My host brother, Givi, working on the love of his life: his car 
Speaking of roads, the important thoroughfares are paved while the rest are gravel. Despite this, often paved roads face poor maintenance and it's not uncommon to find pot holes the size of Texas!

Exacerbating the poor roadways is the heinous parking situation. Tbilisi's traffic is notoriously a headache and finding a parking spot is a fight. Although cars are convenient, it's not always comfortable!
Paved, but unplowed roadway near my house
Taxi
Honestly, taxi drivers are the worst! You have to haggle to the death, and, if you're a woman, they will relentlessly harass you (more on that in a later post).
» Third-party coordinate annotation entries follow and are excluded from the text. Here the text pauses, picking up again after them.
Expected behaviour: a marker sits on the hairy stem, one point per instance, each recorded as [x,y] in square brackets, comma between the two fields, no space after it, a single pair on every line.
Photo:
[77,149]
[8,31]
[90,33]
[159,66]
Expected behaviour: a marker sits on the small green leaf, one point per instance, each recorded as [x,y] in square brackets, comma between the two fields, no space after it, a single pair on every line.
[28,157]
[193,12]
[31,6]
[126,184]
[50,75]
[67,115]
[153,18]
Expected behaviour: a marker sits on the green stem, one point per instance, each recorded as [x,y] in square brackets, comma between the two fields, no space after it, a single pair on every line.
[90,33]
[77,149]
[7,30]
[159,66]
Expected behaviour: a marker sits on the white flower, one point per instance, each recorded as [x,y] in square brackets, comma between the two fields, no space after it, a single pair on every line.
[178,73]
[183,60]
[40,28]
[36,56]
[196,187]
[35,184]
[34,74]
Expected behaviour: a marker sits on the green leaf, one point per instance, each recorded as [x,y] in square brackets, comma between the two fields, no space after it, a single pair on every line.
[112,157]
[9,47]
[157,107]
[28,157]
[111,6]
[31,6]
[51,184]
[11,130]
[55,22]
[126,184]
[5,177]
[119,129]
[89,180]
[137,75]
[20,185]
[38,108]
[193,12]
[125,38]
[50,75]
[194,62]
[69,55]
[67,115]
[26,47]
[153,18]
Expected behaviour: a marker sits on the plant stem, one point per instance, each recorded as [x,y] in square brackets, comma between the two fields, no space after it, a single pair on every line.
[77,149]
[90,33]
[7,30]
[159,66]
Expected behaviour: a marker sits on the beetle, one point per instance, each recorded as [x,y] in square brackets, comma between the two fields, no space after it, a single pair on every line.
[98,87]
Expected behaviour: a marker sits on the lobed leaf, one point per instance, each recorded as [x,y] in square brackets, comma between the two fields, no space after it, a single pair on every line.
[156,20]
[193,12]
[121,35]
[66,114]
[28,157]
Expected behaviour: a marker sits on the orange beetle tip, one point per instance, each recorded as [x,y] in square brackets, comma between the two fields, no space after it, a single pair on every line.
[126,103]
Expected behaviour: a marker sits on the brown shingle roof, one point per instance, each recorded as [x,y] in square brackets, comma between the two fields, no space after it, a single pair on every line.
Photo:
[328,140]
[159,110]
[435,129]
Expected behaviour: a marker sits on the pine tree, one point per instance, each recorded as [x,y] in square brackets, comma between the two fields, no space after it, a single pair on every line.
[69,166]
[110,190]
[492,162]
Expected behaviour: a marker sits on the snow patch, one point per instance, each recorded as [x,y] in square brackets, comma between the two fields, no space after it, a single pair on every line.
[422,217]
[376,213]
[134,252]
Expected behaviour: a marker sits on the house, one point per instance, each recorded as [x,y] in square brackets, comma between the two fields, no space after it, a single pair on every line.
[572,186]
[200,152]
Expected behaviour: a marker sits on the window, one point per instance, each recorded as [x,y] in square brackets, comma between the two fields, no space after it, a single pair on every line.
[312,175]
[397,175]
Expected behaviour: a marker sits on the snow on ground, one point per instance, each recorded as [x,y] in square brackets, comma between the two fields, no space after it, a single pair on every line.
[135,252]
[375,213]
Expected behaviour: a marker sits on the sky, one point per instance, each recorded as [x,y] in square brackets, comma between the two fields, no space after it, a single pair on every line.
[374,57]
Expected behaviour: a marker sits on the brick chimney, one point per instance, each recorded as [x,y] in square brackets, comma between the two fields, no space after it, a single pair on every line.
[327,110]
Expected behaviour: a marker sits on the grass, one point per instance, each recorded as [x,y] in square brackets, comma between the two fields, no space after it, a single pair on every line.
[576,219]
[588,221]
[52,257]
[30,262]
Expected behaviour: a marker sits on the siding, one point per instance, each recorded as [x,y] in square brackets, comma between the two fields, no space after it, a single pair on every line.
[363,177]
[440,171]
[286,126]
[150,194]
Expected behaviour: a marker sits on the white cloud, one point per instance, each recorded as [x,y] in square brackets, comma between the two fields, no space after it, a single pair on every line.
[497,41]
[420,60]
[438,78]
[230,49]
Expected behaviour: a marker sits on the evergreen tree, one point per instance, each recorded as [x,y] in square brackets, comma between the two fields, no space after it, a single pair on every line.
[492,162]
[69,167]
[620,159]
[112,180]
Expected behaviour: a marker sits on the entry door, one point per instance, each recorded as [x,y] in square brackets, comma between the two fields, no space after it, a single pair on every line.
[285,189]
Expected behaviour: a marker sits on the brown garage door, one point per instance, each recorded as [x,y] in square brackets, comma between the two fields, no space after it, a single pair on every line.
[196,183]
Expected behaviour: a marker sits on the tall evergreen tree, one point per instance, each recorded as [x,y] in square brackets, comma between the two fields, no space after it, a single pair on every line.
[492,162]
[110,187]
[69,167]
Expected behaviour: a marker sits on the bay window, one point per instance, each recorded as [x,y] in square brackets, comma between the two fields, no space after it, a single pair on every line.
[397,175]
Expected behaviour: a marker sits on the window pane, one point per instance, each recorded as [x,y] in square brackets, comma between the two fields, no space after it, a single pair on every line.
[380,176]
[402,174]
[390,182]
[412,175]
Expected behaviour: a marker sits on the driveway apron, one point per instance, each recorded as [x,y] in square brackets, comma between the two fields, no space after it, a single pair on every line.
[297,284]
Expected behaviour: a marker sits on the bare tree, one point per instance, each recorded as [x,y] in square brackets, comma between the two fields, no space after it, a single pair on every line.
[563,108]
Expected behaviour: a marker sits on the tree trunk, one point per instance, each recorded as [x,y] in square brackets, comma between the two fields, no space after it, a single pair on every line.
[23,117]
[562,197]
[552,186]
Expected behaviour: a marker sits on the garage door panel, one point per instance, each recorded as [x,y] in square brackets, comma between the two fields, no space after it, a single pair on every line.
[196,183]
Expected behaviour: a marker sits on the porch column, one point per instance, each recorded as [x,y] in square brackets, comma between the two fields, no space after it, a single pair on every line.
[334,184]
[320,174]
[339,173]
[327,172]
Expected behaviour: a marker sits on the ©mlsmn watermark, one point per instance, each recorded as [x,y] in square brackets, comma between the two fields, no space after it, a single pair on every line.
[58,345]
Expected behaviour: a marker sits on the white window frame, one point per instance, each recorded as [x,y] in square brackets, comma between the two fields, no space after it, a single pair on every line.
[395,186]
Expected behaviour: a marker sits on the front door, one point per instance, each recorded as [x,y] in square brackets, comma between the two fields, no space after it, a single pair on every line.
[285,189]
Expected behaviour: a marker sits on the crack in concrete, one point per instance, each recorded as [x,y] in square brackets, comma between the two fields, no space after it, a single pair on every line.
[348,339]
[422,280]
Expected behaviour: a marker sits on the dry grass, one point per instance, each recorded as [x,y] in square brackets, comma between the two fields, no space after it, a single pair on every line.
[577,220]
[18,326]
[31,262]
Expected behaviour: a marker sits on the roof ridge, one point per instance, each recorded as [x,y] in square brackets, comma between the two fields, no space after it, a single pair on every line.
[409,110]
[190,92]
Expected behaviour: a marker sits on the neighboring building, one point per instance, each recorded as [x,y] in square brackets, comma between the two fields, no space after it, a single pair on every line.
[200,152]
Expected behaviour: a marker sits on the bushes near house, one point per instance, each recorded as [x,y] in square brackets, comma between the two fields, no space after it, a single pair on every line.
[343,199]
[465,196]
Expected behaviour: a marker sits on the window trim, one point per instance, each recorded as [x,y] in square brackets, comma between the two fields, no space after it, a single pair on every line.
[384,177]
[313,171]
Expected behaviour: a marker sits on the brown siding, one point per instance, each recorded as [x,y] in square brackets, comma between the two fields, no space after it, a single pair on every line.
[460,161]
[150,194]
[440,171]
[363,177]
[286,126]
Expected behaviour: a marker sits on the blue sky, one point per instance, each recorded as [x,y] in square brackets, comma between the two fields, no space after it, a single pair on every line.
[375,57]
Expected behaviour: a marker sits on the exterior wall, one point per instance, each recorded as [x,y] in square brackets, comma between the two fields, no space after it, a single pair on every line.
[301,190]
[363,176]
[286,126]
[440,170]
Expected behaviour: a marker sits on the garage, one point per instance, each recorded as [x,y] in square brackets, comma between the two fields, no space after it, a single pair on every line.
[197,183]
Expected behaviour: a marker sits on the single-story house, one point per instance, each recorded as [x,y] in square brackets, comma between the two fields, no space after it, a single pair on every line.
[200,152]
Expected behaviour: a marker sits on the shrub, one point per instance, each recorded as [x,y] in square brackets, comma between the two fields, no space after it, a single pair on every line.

Luckily, 'Taxify' is becoming Georgia's Uber and the prices are set for you! A great alternative for the hassled!

Train
With recent updates, Georgia's train system is becoming a viable option for regional and cross country travel. Connecting Turkey, Azerbaijan, and Armenia, tickets are inexpensive and trains are comfortable! However, there are pockets of poor train travel! The 2 hour marshutka drive between Chiatura, my hometown, and Kutaisi is a 5 hour ordeal! But the ticket is 1 lari (35 cents!) compared to the 6 lari marshutka (2 dollars)! Pick your poison!
Overnight train from Tbilisi to Baku
Biking
I've only seen a handful of bikes (mostly children in the villages and the cities), but the roads are not biker friendly! Remember that 3rd 'invisible lane'? That was not meant for bikers!!

Walking
Like biking, walking can be dangerous. However, walking is often the only option and motorists (generally) are careful when passing. Sidewalks are in the cities and everyone just walks the shoulder elsewhere. I find Georgia a lot more pedestrian accessible (or at least walking is more socially acceptable) than parts of the U.S.! However, the country is FAR from being handicap accessible! More on that later!

As for crossing the street, that's a different story! Any point is a crosswalk, and one crosses at their own risk! I've seen people cross several lanes without looking both ways! If jaywalking was an Olympic sport, Georgia would certainly get the gold!

Metro
Tbilisi's Metro is a relic of the Soviet past (think 13 story deep tunnels), but stations have been remodeled and an additional line has been added! Costing 2 lari for a card and 50 tetri (cents) for a ride, the Metro is a great value! The signs and announcements are in both Georgian and English and the ride is like any other subway: hecklers, and humongous hand baskets!
Didube Metro Station

Cable Car
Unique to my city in particular, cable cars are used throughout Georgia's mountainous regions! Chiatura has a particular history with cable cars though! Built in 1956, 17 cable car lines were established throughout the city. Now, 4 cable cars or 'sabagiros' work today and they are used as a legitimate form of one's commute. It is difficult to reach the cliff side villages without the cable cars!